Heinrich Rickert (1863-1936), autore di L'oggetto della conoscenza, I limiti della formazione dei concetti scientifici, Scienze della cultura e scienze della natura, La filosofia della vita, Sistema di filosofia, Problemi fondamentali della filosofia, Immediatezza e significato, con Windelband rileva che ogni contenuto della conoscenza deve assumere in sè un valore riconosciuto e riconoscibile necessariamente ed universalmente, come accade a livello etico ed estetico. Rickert determina quanti e quali sono i caratteri peculiari dei sei "domini di valore": logico, estetico, mistico, etico, erotico, filosofico-religioso. Da questi domini di valore derivano i seguenti concetti: verità, bellezza, santità oggettiva, moralità, gioia, santità soggettiva. Mediante il legame che si instaura con ognuno di tali domini l'uomo perviene ad un "bene": scienza, arte, uno-tutto, collettività libera, collettività d'amore, mondo di Dio. Ciascun dominio produce inoltre una particolare relazione: giudizio, intuizione, venerazione, azione indipendente, unificazione, devozione, implicando inoltre una specifica "intuizione del mondo": intellettualismo, estetismo, misticismo, moralismo, eudemonismo, teismo o politeismo.

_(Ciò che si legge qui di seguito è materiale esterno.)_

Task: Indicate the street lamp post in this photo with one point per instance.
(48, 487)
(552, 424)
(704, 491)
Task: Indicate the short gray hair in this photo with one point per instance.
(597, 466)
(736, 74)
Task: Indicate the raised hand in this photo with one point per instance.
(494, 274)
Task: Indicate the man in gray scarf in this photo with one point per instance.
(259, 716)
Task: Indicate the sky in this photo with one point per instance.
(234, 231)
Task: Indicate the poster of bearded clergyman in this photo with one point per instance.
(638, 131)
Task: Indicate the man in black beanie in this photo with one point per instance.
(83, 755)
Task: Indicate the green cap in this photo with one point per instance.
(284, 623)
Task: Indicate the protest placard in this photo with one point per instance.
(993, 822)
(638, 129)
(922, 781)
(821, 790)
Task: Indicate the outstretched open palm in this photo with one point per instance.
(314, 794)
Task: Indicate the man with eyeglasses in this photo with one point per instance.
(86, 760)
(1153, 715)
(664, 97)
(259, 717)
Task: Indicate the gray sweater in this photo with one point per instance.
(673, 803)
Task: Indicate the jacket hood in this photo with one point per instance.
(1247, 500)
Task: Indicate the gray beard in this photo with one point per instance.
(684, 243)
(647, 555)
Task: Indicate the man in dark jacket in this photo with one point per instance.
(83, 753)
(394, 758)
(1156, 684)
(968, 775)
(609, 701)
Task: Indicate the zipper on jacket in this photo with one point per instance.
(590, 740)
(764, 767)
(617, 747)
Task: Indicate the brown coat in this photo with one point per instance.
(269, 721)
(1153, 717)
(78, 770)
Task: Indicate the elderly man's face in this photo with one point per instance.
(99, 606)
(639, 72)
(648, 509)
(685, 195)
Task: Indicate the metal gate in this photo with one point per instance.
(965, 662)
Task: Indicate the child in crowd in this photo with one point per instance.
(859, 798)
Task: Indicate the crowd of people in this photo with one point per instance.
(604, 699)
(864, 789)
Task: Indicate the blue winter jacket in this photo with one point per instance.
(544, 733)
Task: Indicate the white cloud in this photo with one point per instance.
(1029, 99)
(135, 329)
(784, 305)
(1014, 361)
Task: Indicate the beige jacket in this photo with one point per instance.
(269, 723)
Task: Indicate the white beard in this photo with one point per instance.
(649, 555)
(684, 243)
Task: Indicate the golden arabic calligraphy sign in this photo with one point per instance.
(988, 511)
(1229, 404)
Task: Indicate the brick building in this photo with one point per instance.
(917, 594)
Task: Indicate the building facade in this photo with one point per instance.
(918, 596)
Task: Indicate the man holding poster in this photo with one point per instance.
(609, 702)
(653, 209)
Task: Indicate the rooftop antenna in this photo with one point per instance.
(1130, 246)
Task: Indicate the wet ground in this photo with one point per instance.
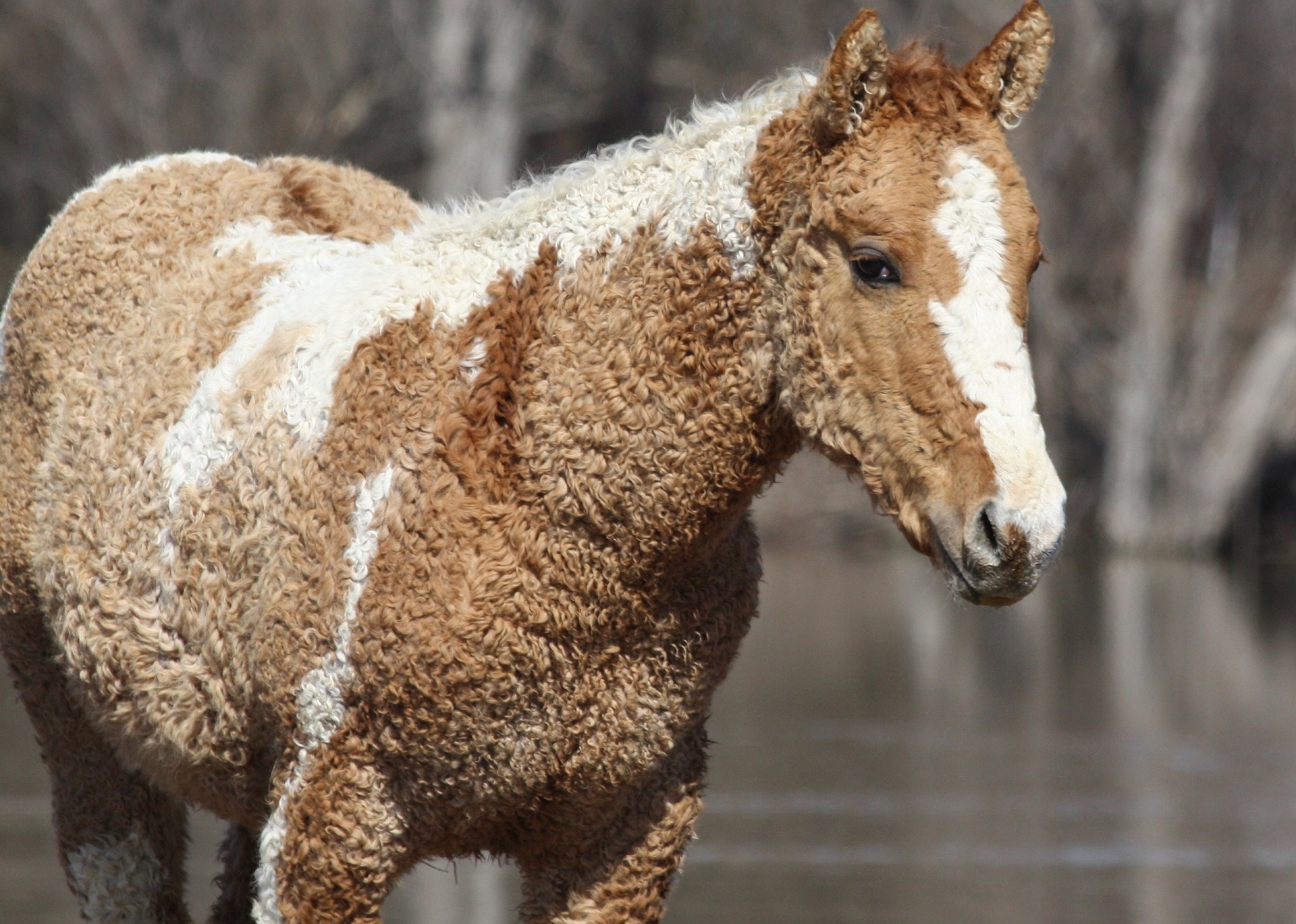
(1118, 748)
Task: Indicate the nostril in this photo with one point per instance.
(992, 535)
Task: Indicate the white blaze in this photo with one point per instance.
(987, 348)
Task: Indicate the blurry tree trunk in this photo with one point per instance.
(472, 125)
(1129, 515)
(1233, 452)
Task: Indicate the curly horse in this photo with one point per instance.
(387, 532)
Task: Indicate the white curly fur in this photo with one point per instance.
(319, 700)
(117, 880)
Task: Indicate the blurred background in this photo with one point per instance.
(1120, 746)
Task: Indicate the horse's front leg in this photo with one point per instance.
(336, 842)
(622, 877)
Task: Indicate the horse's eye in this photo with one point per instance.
(874, 270)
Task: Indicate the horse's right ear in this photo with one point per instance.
(853, 82)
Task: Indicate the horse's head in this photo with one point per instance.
(902, 242)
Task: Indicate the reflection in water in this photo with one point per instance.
(1118, 748)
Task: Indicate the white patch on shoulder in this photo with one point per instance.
(117, 880)
(196, 159)
(321, 707)
(472, 362)
(988, 352)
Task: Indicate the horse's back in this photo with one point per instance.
(122, 306)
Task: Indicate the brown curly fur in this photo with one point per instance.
(566, 564)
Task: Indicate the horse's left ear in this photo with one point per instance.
(1008, 72)
(853, 82)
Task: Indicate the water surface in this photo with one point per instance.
(1121, 746)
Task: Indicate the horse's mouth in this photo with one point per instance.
(954, 576)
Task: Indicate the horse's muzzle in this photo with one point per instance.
(989, 558)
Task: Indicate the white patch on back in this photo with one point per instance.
(988, 352)
(321, 707)
(342, 292)
(117, 880)
(194, 159)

La filosofia a base storicistica di Rickert indaga anche sul problema dei rapporti all'interno della rubrica dei saperi, riconoscendo un bipolarismo necessario tra le scienze della natura e quelle d'ispirazione storica, dicotomizzazione presa e sviluppata da una intuizione del Windelband, che aveva definito scienze "idiografiche" i saperi di tipo storico, in quanto descrivono la peculiarità del fatto isolato ed irripetibile (singolare), mentre per le scienze della natura aveva coniato l'aggettivo nomotetiche", che le indica come discipline miranti a ricavare delle leggi sui fatti. Rickert specifica che questa separatezza non può essere ricavata dall'oggetto ma dalla metodica che lo individua come tema di ricerca euristica. La stessa esperienza del mondo dovrà giudicarsi nel duplice aspetto di natura e storia; come natura, va valutata relativamente al suo ambito universale, come storia in merito al suo ambito particolare e specifico. È chiaro che l'"individuale" preso ad oggetto della storia e della sua tavola di saperi è l'unico significativo, almeno per il filosofo.
BIBLIOGRAFIA:
H. Rickert, Geschichtphilosophie, in Die Philosophie im Beginn des Zwangisten Jahrunderits: Festschrift fur Kuno Fischer, a c. di W. Windelband, Heidelberg, Winter, vol.II; trad.it. di S. Barbera e P. Rossi, Storia e scienza della natura, in Rossi, a c. di, Lo storicismo tedesco, Torino Utet 1977.